Hi everyone, Kenny here, this is the first post from Karen, our new contributing author. Leave us some feedback in the comments! We’re excited to have her!
I’m an adult* who consumes a lot of media created for children. I don’t have children of my own, but I am a children’s librarian. I suspect that some of my friends think the reason I read so many comics for kids and watch so many cartoons is because I’m a consummate professional with a deep dedication to my career. They’re wrong. I just really enjoy fart jokes.
Perhaps pinning my love of kids’ comics solely on fart jokes is an oversimplification, but it’s also a good starting point. I love absurdist humor and non-sequiturs. I love whimsy and wonder. I’m not claiming that these things can’t be found in literature or comics for adults, but I am fairly confident in making the claim that these qualities are more prevalent in stories designed for children. I don’t read only comics for kids, I definitely enjoy dark and gritty comics, superhero stories from the big two, indie commix, and everything in between, but a defining feature of my reading habits in recent years has been reading a healthy dose of comics for kids.

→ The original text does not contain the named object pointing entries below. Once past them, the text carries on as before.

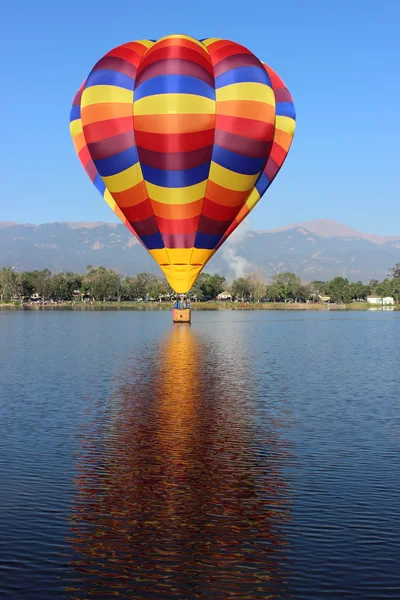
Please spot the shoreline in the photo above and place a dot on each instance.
(167, 306)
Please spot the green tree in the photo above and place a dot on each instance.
(359, 291)
(395, 271)
(10, 284)
(242, 288)
(43, 283)
(273, 293)
(339, 290)
(100, 282)
(289, 285)
(207, 287)
(65, 284)
(258, 286)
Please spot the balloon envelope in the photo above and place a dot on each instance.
(182, 138)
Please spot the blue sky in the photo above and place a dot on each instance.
(339, 59)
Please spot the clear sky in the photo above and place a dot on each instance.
(339, 59)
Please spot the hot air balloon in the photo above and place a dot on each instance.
(182, 138)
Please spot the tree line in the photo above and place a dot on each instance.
(99, 283)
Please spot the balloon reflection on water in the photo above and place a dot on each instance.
(180, 492)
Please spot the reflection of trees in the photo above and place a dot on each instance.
(180, 491)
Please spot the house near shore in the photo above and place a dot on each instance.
(224, 296)
(383, 300)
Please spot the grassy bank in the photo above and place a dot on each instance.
(195, 306)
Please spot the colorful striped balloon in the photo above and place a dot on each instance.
(182, 138)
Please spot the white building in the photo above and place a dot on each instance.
(384, 301)
(224, 296)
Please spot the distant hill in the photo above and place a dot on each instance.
(313, 250)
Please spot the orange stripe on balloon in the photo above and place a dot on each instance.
(171, 42)
(248, 109)
(283, 138)
(221, 195)
(104, 111)
(174, 123)
(278, 154)
(177, 226)
(79, 142)
(177, 211)
(132, 196)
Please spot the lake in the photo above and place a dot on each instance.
(250, 455)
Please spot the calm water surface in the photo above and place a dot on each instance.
(251, 455)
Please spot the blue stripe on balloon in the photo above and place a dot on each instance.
(171, 179)
(75, 113)
(109, 77)
(285, 109)
(237, 162)
(206, 241)
(262, 184)
(242, 75)
(153, 241)
(174, 84)
(117, 163)
(99, 184)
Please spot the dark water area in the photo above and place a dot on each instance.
(249, 455)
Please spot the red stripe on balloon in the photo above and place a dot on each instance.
(234, 61)
(212, 226)
(183, 240)
(179, 66)
(175, 161)
(177, 226)
(175, 52)
(174, 142)
(112, 145)
(213, 210)
(242, 145)
(114, 63)
(246, 127)
(95, 132)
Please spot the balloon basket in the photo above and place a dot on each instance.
(181, 315)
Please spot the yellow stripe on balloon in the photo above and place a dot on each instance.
(79, 142)
(201, 256)
(75, 127)
(252, 200)
(147, 43)
(285, 124)
(210, 41)
(231, 180)
(124, 180)
(176, 195)
(173, 104)
(246, 91)
(105, 93)
(178, 36)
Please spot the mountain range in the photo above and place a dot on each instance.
(320, 249)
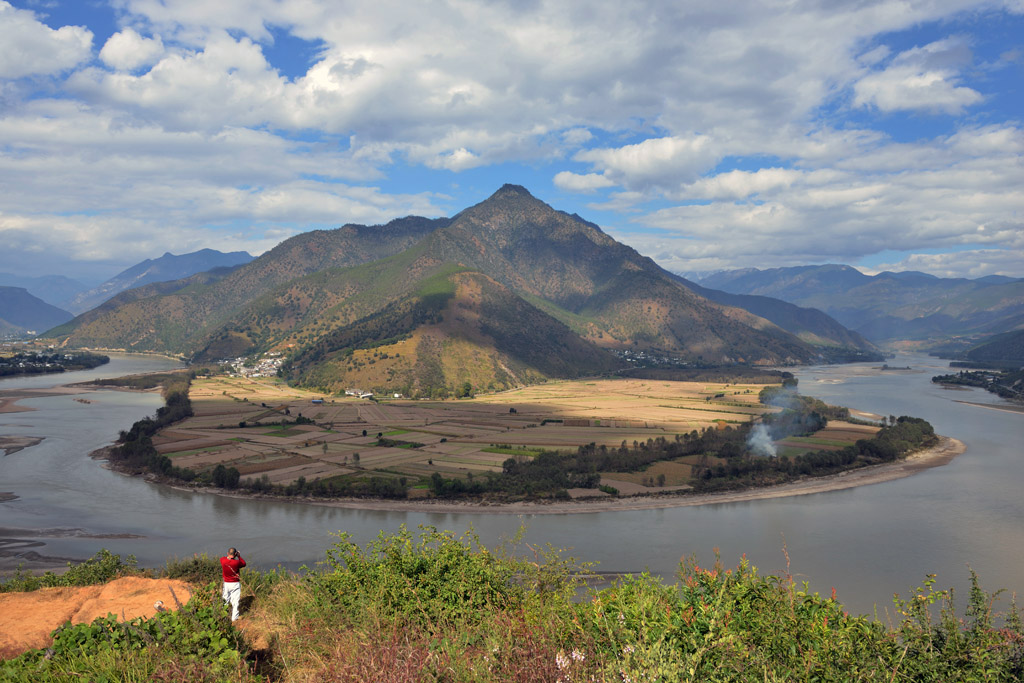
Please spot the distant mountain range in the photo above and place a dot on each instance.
(167, 267)
(506, 292)
(891, 306)
(54, 290)
(22, 312)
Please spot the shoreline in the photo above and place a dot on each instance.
(937, 456)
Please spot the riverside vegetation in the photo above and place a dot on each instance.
(441, 607)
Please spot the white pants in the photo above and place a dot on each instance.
(231, 593)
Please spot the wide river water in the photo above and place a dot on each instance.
(867, 542)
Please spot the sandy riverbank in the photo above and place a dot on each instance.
(943, 453)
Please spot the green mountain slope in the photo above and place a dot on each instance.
(552, 291)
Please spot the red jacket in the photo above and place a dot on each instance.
(230, 568)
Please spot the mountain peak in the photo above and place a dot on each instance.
(508, 189)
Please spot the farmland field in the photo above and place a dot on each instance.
(238, 423)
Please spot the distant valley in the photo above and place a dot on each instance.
(949, 314)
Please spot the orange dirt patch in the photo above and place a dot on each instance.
(27, 620)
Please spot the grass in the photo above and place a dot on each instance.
(435, 606)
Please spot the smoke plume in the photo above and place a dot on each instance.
(759, 442)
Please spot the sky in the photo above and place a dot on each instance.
(886, 135)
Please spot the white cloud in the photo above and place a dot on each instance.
(664, 161)
(127, 50)
(576, 182)
(922, 78)
(29, 47)
(658, 104)
(740, 184)
(962, 193)
(968, 263)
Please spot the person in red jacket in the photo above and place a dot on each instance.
(230, 565)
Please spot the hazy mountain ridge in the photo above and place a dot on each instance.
(20, 311)
(552, 294)
(166, 268)
(54, 290)
(889, 305)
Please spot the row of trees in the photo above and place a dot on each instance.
(134, 451)
(895, 440)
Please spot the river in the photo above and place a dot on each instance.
(867, 542)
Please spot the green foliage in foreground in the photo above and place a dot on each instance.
(196, 642)
(440, 607)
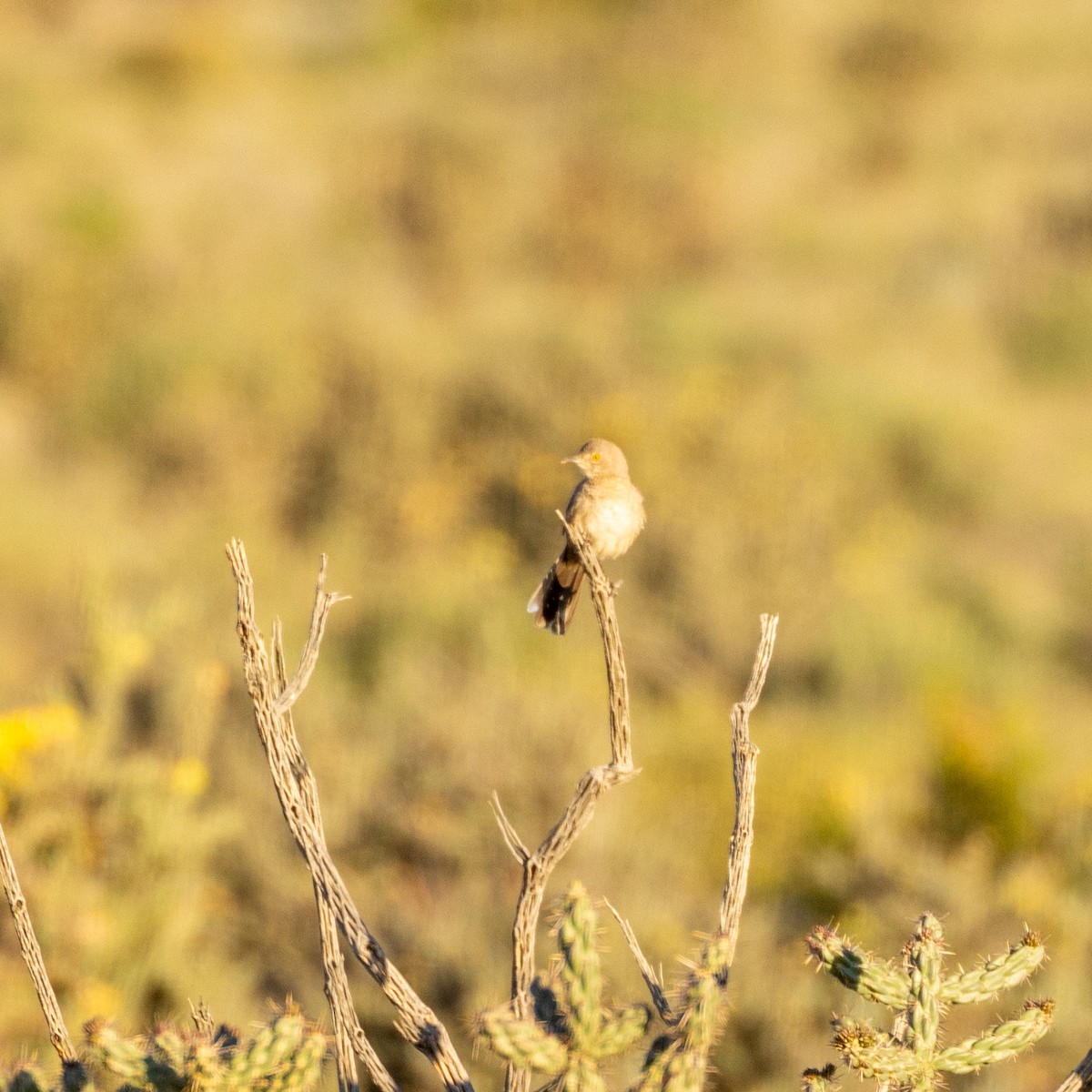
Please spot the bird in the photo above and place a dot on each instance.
(607, 508)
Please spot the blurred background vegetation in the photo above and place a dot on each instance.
(353, 278)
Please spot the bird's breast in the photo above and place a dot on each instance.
(614, 522)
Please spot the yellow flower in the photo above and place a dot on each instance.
(34, 727)
(189, 778)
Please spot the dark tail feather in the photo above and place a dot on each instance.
(556, 596)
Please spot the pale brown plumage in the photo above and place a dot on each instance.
(607, 508)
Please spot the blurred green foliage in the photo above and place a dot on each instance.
(352, 278)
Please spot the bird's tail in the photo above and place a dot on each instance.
(555, 599)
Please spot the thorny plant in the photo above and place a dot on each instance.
(563, 1013)
(911, 1057)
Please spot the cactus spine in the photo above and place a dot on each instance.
(910, 1057)
(571, 1031)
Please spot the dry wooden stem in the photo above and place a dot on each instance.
(743, 768)
(653, 981)
(347, 1029)
(298, 797)
(32, 956)
(538, 866)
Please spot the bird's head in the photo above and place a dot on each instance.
(600, 457)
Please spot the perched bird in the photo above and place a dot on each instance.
(606, 507)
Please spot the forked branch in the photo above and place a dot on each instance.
(298, 796)
(32, 956)
(538, 866)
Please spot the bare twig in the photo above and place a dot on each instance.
(298, 797)
(323, 601)
(32, 956)
(1080, 1079)
(349, 1037)
(511, 839)
(743, 768)
(538, 866)
(651, 978)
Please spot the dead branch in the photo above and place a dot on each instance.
(652, 980)
(538, 866)
(298, 797)
(743, 769)
(32, 956)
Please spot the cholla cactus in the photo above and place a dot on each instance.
(910, 1057)
(283, 1057)
(571, 1032)
(680, 1059)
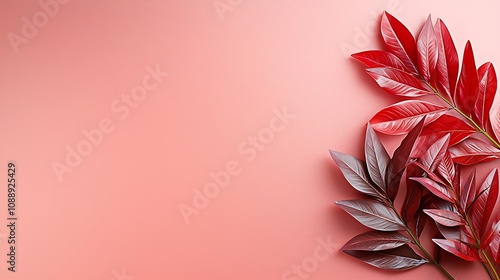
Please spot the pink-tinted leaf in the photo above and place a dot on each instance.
(402, 117)
(445, 217)
(435, 188)
(473, 150)
(458, 249)
(427, 50)
(486, 94)
(435, 153)
(376, 241)
(378, 58)
(355, 172)
(484, 202)
(447, 65)
(447, 124)
(377, 158)
(401, 258)
(398, 82)
(372, 214)
(468, 84)
(399, 41)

Kids’ comics aren’t all flatulence humor and happy endings. As an adult, the book that got me back into being an avid reader of comics was Smile by Raina Telgemeier. You won’t find absurdist humor or wacky talking animals in Smile; instead it’s a memoir of Telgemeier’s childhood up through her early teens. The thing that hooked me while reading Smile was how much Telgemeier’s middle school experience mirrored my own. I still wish I could travel back in time and give eleven-year-old-Karen a copy of that book. I’m certainly not the only person who connected with Telgemeier’s story – Smile has been on the New York Times bestseller list for almost 200 weeks. TWO HUNDRED WEEKS. That’s amazing. And I bet that not all those readers are kids.
Smile isn’t the only graphic novel for kids to grace the New York Times best seller lists. As I write this, the top four slots for paperback graphic books are all books by Raina Telgemeier. In spot five, we have volume 7 of Kazu Kibuishi’s Amulet series — another comic series for kids and another personal favorite of mine.

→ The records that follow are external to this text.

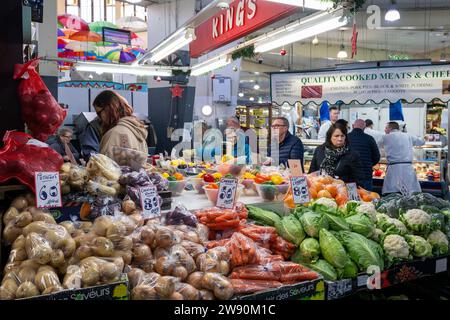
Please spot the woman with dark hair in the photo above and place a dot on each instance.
(119, 127)
(335, 158)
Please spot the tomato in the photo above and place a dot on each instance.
(208, 178)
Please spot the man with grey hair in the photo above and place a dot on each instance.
(368, 151)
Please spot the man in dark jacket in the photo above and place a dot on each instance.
(368, 151)
(290, 147)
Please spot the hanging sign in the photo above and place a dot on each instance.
(226, 197)
(240, 19)
(150, 205)
(391, 83)
(48, 189)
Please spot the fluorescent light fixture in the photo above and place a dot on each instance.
(310, 4)
(301, 30)
(342, 54)
(175, 41)
(127, 69)
(392, 14)
(210, 65)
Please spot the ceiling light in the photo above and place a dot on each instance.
(206, 110)
(342, 54)
(121, 69)
(210, 65)
(303, 29)
(310, 4)
(175, 41)
(392, 14)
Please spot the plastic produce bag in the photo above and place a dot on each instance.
(20, 159)
(40, 111)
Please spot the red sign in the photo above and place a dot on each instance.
(242, 18)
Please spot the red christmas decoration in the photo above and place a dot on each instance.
(177, 91)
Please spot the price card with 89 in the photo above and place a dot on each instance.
(48, 189)
(300, 191)
(227, 193)
(149, 202)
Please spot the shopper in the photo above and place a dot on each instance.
(334, 116)
(290, 146)
(120, 128)
(335, 157)
(368, 151)
(400, 174)
(63, 146)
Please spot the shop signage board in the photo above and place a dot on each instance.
(376, 84)
(242, 18)
(47, 189)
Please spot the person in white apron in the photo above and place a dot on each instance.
(398, 147)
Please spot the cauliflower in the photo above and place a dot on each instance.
(368, 208)
(419, 246)
(417, 220)
(439, 242)
(330, 203)
(396, 247)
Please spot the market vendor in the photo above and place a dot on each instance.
(63, 146)
(120, 127)
(335, 157)
(398, 147)
(290, 146)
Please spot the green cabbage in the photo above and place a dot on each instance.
(324, 268)
(290, 229)
(332, 250)
(362, 224)
(364, 252)
(309, 251)
(312, 223)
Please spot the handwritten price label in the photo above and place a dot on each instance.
(48, 189)
(226, 197)
(150, 202)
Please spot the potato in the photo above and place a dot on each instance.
(26, 290)
(19, 243)
(128, 206)
(180, 273)
(11, 233)
(57, 258)
(23, 219)
(165, 286)
(17, 255)
(46, 278)
(144, 292)
(26, 274)
(141, 253)
(147, 235)
(72, 279)
(136, 276)
(101, 225)
(102, 247)
(165, 266)
(189, 292)
(10, 214)
(206, 295)
(195, 279)
(19, 203)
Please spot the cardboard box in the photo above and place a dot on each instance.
(307, 290)
(112, 291)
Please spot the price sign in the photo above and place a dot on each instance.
(296, 167)
(300, 191)
(353, 192)
(227, 193)
(149, 202)
(48, 189)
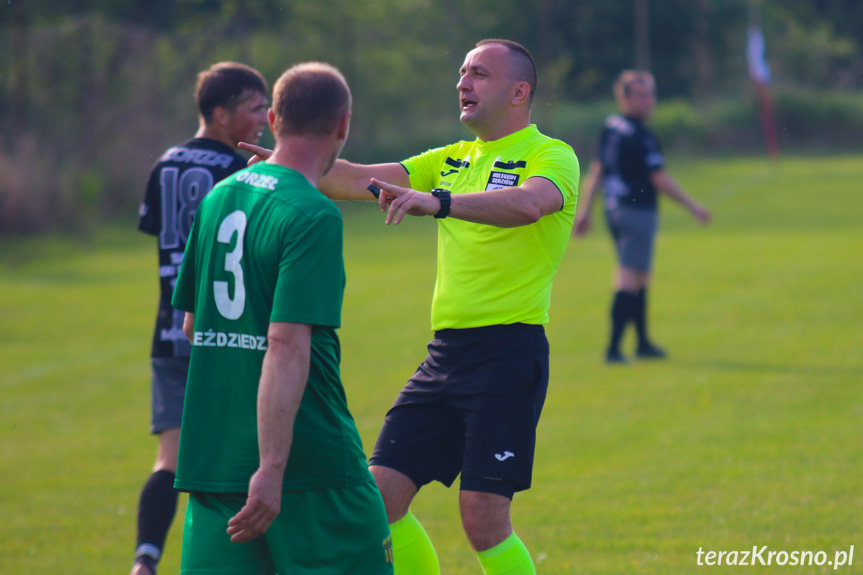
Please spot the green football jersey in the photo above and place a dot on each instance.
(265, 246)
(488, 275)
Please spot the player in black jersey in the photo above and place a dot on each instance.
(232, 107)
(631, 170)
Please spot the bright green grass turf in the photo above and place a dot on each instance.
(748, 435)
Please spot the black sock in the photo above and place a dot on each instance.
(622, 310)
(155, 514)
(640, 316)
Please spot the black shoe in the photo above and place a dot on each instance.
(613, 356)
(649, 351)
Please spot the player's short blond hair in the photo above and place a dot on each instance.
(629, 77)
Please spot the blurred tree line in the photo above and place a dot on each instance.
(93, 91)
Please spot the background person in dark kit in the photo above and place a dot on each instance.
(232, 107)
(631, 170)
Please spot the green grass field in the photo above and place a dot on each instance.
(749, 435)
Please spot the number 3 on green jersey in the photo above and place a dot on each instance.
(230, 308)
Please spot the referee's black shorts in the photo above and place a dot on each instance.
(472, 407)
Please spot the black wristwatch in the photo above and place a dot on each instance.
(445, 202)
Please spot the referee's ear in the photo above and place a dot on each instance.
(521, 94)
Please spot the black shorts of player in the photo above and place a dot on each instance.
(472, 407)
(633, 231)
(167, 390)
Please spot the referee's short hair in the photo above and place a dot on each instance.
(310, 99)
(627, 78)
(226, 85)
(522, 65)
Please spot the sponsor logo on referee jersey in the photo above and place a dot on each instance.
(498, 180)
(455, 166)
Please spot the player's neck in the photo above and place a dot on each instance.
(308, 156)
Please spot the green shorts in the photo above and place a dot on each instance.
(320, 532)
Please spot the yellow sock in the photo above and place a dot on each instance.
(509, 557)
(413, 552)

I feel strongly that recommended age levels are a load of hooey. As somebody who works with books professionally, I understand the usefulness of dividing books and other media by target audience age, but I want to see more adults venture out of their comfort zone (and the adult fiction section) and try reading some comics for kids. There are just as many good stories being written for kids as for adults, and I’d argue that you’ll find more boundary-pushing storytelling happening in the comics for kids. Comics publishers, comic book stores and other direct marketing folks have the right idea – they often label what I’m calling comics for kids as being for “all ages”.
The next time that Slate or some other media outlet publishes an article telling me I should be ashamed of my love for media that doesn’t match my age demographic they can go jump in a lake. If I’ve successfully convinced you to give comics for kids a shot, here are five titles you might want to look for the next time you’re at your local comic shop, public library or indie bookstore:
Jane, the Fox, and Me by Fanny Britt, illustrations by Isabelle Arsenault
Originally published in French, Jane the Fox and Me, boasts outstanding mixed-media illustrations. Protagonist, Hélène, finds comfort and escape in literature, particularly Jane Eyre; the story deals with childhood bullying but through a decidedly French-Canadian lens, not in an after-school-special manner.
Lowriders in Space by Cathy Camper, illustrations by Raul the Third
This is one of those books that totally scratches my absurdism and whimsy itches. Three anthropomorphic animals (an impala, octopus and mosquito) decide to trick out a low rider by driving it through space. Raul the Third’s illustrations are mind-blowingly great.
The Adventures of Superhero Girl by Faith Erin Hicks
I love superhero stories. The Adventures of Superhero Girl incorporates all your standard superhero themes, but it does so with so much pure and unbridled joy that I can’t help smiling and cheering while I read it.
Hilda series by Luke Pearson
The first thing you notice when picking up one of the books in the Hilda series by Luke Pearson is the size of the book (and the awesomely high quality of Nobrow Press’s printing/book design). The dimensions are more like that of an oversized picture book than any standard comic book format. This size allows Pearson to fit more than the standard number of panels per page and also create some killer two page spreads. Pearson’s retro inspired color scheme perfectly fits the mood of Hilda’s big adventures (negotiating with giants) and small adventures (making friends after moving to a new school).
Robot Dreams by Sara Varon
Robot Dreams falls into one of my very favorite comic book categories – it’s completely wordless. The story of Robot’s friendship with and estrangement from Dog is entirely visual. But man, does the story pack some emotional punches.
Until next time, find the stories that make you stronger! #WorkOutNerdOut
*Important adult credentials I currently hold: being alive for over three decades, successfully getting out of bed and going to work most days, not eating cupcakes for breakfast.